On July 7th, 2008 the Indians were 37-51, and just 2-11 in their previous 13 games. The hopes and dreams of a city were once again extinguished by the disastrous performance of the Indians. On top of that our CY Young winner was going to be a free agent at the end of the season. This could only mean one thing: TRADE TIME! On July 7th, 2008 the Indians traded C.C. to the Brewers for Matt Laporta, Rob Bryson, and “a player to be named later”. Again, Indians fans were disgusted with the franchise.

 Matt Laporta was supposed to be the greatest prospect to ever happen to the game of baseball. Well, he was probably the biggest bust. There was so much hype and hope for Laporta, and he was never able to even be average. Laporta deserves his own article, in which he should be bashed and criticized for at least 3 pages. However, I digress.
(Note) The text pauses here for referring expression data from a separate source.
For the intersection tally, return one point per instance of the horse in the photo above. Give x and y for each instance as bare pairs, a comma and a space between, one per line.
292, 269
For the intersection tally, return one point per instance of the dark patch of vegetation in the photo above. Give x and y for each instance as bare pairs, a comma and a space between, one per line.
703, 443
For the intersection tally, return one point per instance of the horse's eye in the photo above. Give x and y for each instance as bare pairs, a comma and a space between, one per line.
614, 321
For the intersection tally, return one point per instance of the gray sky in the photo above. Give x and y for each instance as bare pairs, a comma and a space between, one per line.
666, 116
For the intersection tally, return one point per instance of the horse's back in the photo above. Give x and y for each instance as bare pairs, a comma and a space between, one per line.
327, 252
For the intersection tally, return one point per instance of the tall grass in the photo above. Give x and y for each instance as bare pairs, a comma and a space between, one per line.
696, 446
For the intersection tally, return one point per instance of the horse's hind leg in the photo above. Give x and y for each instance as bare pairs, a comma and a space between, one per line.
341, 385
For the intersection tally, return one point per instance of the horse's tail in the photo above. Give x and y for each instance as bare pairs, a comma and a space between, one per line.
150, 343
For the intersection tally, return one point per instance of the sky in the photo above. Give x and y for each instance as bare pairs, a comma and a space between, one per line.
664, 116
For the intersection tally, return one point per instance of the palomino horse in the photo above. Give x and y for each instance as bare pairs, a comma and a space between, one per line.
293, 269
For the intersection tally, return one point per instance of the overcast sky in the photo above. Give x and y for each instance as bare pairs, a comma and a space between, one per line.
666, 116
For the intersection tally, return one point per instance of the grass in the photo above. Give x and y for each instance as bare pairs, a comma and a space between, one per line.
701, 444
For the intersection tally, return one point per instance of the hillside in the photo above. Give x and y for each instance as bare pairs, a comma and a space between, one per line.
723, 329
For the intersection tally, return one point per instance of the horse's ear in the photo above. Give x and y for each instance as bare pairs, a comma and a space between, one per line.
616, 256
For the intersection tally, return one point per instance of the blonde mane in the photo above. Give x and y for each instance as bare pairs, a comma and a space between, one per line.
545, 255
Let’s move onto Rob Bryson. Who? What? It took some research, but it seems that Bryson was a minor league pitches for the Indians all the way until 2013. The Indians would have been better off trading C.C. for a lifetime supply of baseballs and the players to be named later.
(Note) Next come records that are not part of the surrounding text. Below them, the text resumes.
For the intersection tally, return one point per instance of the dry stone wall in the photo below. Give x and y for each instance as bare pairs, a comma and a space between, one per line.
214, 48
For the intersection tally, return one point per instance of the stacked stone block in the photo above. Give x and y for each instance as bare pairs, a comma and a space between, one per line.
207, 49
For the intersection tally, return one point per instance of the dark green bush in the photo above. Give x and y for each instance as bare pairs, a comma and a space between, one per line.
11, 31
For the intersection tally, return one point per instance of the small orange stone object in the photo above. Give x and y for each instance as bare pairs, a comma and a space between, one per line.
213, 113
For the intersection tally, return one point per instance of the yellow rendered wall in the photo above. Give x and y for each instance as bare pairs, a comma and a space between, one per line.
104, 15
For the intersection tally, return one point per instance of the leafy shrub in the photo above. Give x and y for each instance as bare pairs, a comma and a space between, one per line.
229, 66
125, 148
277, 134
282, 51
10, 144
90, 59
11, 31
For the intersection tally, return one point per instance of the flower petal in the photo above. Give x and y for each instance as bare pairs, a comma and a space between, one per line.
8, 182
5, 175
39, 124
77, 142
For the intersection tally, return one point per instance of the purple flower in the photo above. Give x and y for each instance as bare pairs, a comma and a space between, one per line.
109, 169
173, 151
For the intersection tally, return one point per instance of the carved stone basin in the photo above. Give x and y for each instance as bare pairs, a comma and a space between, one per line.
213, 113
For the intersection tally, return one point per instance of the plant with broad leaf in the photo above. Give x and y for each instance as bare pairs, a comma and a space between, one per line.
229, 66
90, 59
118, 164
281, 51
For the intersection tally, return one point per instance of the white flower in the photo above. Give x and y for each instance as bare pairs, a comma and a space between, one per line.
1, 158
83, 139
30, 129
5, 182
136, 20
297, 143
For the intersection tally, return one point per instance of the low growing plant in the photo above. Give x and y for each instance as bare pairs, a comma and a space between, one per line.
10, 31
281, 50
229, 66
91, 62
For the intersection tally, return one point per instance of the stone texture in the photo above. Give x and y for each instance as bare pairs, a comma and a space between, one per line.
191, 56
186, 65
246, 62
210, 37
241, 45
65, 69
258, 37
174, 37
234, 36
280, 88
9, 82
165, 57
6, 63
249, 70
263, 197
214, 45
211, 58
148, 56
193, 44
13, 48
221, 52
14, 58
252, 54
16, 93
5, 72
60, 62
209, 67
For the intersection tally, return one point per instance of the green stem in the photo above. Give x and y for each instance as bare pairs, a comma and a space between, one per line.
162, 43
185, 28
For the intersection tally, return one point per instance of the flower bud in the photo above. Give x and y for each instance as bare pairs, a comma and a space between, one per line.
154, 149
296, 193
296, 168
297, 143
On October 3, 2008 the Brewers sent “the player to be named later” to the Indians. This finalized the C.C. trade and the Indians received Michael Brantley. At the time, no Indians fan even gave this trade a second look. Brantley made his debut in the Majors in 2009 for the Indians. Since that debut, Brantley hasn’t looked back and the Indians have found a franchise player. Now, I won’t say that Michael Brantley is the same “franchise” player as an Albert Pujols, or a Mike Trout. Brantley will not have 50 HR’s and 125 RBI’s in a season. However, Brantley embodies everything a franchise could want out of a player.

Brantley is a quiet player who brings his A-game to the ball park every single night. 2013 was Brantley’s best year to date in the Majors. He hit .284 w/ 10HR, 73RBI. These are not superstar numbers, but Brantley is on pace this year to far surpass his HR and RBI totals from 2013. Brantley gets better every year and I don’t think he has hit his ceiling yet. Brantley is on pace for 25HR and 110 RBI’s this year. These are All-Star numbers and Brantley definitely deserves the honor. Through the half way point of this season, Brantley has better numbers than Kipnis did at the same point last season. As you know, Kipnis was an All-Star in 2013.
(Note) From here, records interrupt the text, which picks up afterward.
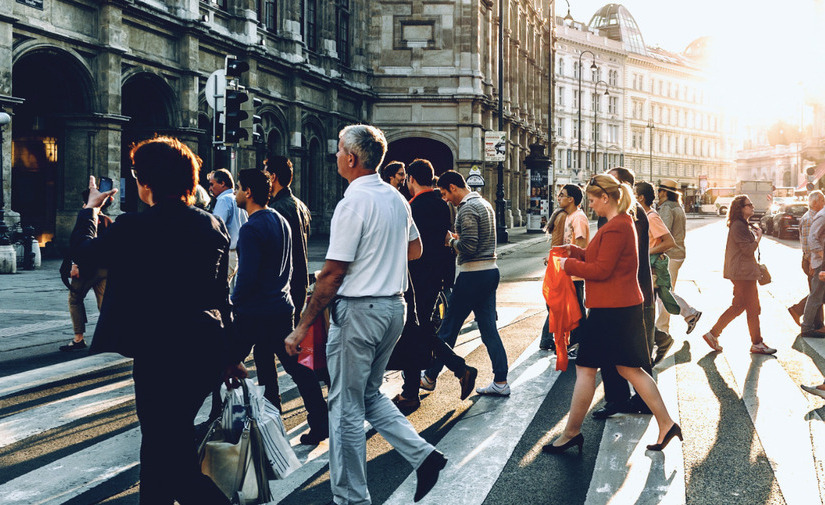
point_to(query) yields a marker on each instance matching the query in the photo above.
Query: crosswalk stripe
(75, 474)
(55, 414)
(482, 441)
(624, 471)
(44, 376)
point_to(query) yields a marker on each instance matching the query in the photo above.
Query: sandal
(761, 348)
(713, 342)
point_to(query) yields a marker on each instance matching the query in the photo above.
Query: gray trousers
(362, 335)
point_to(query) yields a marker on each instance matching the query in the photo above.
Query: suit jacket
(167, 292)
(432, 218)
(740, 264)
(298, 217)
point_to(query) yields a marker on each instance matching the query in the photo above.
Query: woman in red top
(613, 333)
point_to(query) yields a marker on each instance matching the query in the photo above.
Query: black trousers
(268, 333)
(616, 388)
(169, 468)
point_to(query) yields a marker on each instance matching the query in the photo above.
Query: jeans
(473, 292)
(80, 288)
(685, 310)
(363, 333)
(268, 333)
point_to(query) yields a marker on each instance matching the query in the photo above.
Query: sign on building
(475, 180)
(495, 146)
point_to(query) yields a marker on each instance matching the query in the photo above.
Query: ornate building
(655, 116)
(84, 80)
As much as I love a brass and cocky ego-maniac; example Johnny Manziel. I also really love a player like Brantley. He is calm, quiet, and willing to stay in the shadows. He isn’t on W6th partying at Barley house. He isn’t in Vegas taking picture with celebrities. He doesn’t have dozens of girlfriends that he flaunts around town. Although, he could probably have any woman that he wants. Sorry Ladies, Brantley is married with a child. Brantley is a guy who comes to the ball park every day, ready to get better, and to make the Indians better. Later tonight, the All-Star Ballot comes out. Whether Brantley makes it or not, he deserves a spot. I can tell you this, Brantley will only get better, and this is only the beginning.